2023-09-09 21:45:10.933 CEST [576416] zammad@zammad LOG: could not send data to client: Broken pipe
2023-09-09 21:45:10.937 CEST [576416] zammad@zammad FATAL: connection to client lost

This doesn’t look too good. Could it be the backup process or (parts of) Zammad is killed because it’s using too much resources (e.g. the by the OOM Killer or other security controls)? Could you check your system logs?

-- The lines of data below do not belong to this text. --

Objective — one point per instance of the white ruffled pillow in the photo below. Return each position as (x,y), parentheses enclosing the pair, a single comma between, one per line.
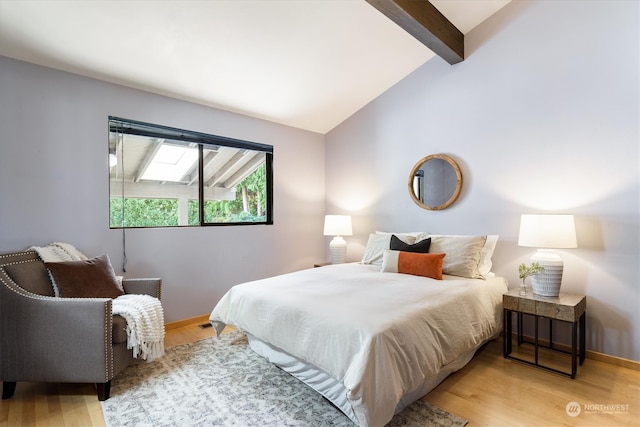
(467,256)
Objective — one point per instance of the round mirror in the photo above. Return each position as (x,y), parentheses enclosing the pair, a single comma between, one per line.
(435,182)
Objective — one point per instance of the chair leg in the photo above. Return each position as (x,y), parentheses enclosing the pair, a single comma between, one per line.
(104,389)
(8,388)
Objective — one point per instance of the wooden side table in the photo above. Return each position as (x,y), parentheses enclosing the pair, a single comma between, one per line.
(570,308)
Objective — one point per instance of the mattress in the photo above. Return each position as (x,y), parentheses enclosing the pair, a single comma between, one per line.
(371,342)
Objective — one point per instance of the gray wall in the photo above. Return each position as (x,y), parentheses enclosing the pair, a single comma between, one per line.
(542,116)
(54,186)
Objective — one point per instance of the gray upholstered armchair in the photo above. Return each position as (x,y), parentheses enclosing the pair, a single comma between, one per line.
(44,338)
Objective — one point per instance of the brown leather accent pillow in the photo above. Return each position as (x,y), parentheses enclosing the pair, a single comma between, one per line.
(418,264)
(91,278)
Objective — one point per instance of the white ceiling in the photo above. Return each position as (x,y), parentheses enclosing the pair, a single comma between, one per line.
(309,64)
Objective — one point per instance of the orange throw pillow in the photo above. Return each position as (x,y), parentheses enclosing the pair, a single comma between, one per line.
(418,264)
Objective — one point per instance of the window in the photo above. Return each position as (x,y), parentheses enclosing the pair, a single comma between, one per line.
(166,177)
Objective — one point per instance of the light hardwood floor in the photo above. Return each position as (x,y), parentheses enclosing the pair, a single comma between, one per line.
(489,391)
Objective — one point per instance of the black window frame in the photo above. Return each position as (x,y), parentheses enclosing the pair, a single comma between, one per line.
(203,141)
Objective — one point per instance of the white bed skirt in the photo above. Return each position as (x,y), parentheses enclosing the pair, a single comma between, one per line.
(334,390)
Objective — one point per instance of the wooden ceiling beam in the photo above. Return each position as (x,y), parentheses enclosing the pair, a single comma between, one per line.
(424,22)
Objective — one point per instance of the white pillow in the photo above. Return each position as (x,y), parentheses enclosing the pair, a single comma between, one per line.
(485,264)
(411,235)
(378,243)
(487,252)
(463,254)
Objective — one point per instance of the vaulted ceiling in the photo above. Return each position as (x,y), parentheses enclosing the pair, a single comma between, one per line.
(308,64)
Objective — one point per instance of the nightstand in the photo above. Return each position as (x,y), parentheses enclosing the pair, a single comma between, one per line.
(322,264)
(569,308)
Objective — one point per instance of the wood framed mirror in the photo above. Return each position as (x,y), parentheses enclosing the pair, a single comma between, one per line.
(435,182)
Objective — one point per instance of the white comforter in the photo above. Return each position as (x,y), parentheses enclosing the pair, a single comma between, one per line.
(380,334)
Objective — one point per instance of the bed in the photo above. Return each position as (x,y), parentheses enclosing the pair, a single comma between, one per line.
(370,340)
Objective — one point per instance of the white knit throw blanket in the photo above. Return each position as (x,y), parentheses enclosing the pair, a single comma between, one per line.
(143,313)
(145,324)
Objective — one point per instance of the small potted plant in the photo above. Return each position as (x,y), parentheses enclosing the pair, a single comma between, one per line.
(526,271)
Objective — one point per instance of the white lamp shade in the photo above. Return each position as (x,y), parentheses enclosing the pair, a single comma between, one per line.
(337,225)
(547,231)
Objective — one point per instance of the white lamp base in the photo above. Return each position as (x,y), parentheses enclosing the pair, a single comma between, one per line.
(547,283)
(338,250)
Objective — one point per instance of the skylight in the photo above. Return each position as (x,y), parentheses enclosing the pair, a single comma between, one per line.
(170,163)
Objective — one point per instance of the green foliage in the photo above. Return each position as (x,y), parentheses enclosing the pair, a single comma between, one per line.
(164,212)
(143,212)
(526,271)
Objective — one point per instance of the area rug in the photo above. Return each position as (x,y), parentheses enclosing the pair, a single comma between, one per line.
(222,382)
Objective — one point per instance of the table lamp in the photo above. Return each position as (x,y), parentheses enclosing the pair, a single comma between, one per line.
(338,226)
(547,232)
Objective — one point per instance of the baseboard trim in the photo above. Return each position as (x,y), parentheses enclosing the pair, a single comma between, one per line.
(594,355)
(187,322)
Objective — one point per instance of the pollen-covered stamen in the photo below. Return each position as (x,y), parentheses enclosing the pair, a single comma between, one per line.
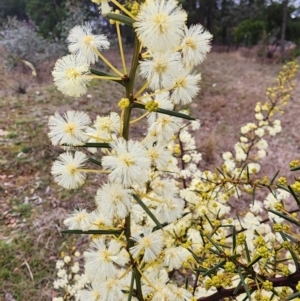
(81,216)
(127,160)
(180,83)
(72,168)
(161,22)
(105,255)
(153,154)
(191,43)
(146,242)
(96,296)
(72,73)
(160,67)
(70,128)
(88,40)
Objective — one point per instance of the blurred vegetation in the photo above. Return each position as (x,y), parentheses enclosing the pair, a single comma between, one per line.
(232,23)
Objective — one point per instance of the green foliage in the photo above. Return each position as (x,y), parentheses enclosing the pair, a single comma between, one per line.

Hello, I apologize for the delay. Over the past few days, I haven’t had a chance to perform the tests. I just completed a few, and here are the results: When I ran the backup script, it created a zip of the files, and I attached a screenshot of the ‘top’ command, which shows that the zip process was using most of the CPU. However, after the file backup was completed, the script did not start the database backup. Upon checking the PostgreSQL log, it reads the following:

2023-09-20 01:15:26.255 CEST [2172] zammad@zammad LOG: could not receive data from client: Connection reset by peer
2023-09-20 01:15:26.256 CEST [2172] zammad@zammad LOG: unexpected EOF on client connection with an open transaction

zammad backup process
zammad db stuck
zammad zip
stgreSQL log, it reads the following:

Another part of the log: 2023-09-20 02:13:03.526 CEST [1912] zammad@zammad LOG: could not receive data from client: Connection reset by peer
2023-09-20 02:13:03.527 CEST [1912] zammad@zammad LOG: unexpected EOF on client connection with an open transaction
2023-09-20 02:13:53.967 CEST [872] zammad@zammad ERROR: could not serialize access due to read/write dependencies among transactions
2023-09-20 02:13:53.967 CEST [872] zammad@zammad DETAIL: Reason code: Canceled on identification as a pivot, during write.
2023-09-20 02:13:53.967 CEST [872] zammad@zammad HINT: The transaction might succeed if retried.
2023-09-20 02:13:53.967 CEST [872] zammad@zammad STATEMENT: INSERT INTO “active_job_locks” (“lock_key”, “active_job_id”, “created_at”, “updated_at”) VALUES ($1, $2, $3, $4) RETURNING “id”
2023-09-20 02:13:53.971 CEST [872] zammad@zammad ERROR: current transaction is aborted, commands ignored until end of transaction block
2023-09-20 02:13:53.971 CEST [872] zammad@zammad STATEMENT: DEALLOCATE a1
2023-09-20 02:13:53.972 CEST [872] zammad@zammad ERROR: current transaction is aborted, commands ignored until end of transaction block
2023-09-20 02:13:53.972 CEST [872] zammad@zammad STATEMENT: DEALLOCATE a2
2023-09-20 02:13:53.972 CEST [872] zammad@zammad ERROR: current transaction is aborted, commands ignored until end of transaction block
2023-09-20 02:13:53.972 CEST [872] zammad@zammad STATEMENT: DEALLOCATE a3
2023-09-20 02:13:53.972 CEST [872] zammad@zammad ERROR: current transaction is aborted, commands ignored until end of transaction block
2023-09-20 02:13:53.972 CEST [872] zammad@zammad STATEMENT: DEALLOCATE a4
2023-09-20 02:13:53.972 CEST [872] zammad@zammad ERROR: current transaction is aborted, commands ignored until end of transaction block
2023-09-20 02:13:53.972 CEST [872] zammad@zammad STATEMENT: DEALLOCATE a5
2023-09-20 02:13:53.972 CEST [872] zammad@zammad ERROR: current transaction is aborted, commands ignored until end of transaction block
2023-09-20 02:13:53.972 CEST [872] zammad@zammad STATEMENT: DEALLOCATE a6
2023-09-20 02:13:53.972 CEST [872] zammad@zammad ERROR: current transaction is aborted, commands ignored until end of transaction block
2023-09-20 02:13:53.972 CEST [872] zammad@zammad STATEMENT: DEALLOCATE a7

Try to find a maintenance window and stop Zammad, then restart postgresql as safety measure and run the backup process again. After that start Zammad.

Maybe that helps.

Hello, I stopped Zammad when I did the last backup. These logs are from when Zammad was stopped. I also stopped Elasticsearch.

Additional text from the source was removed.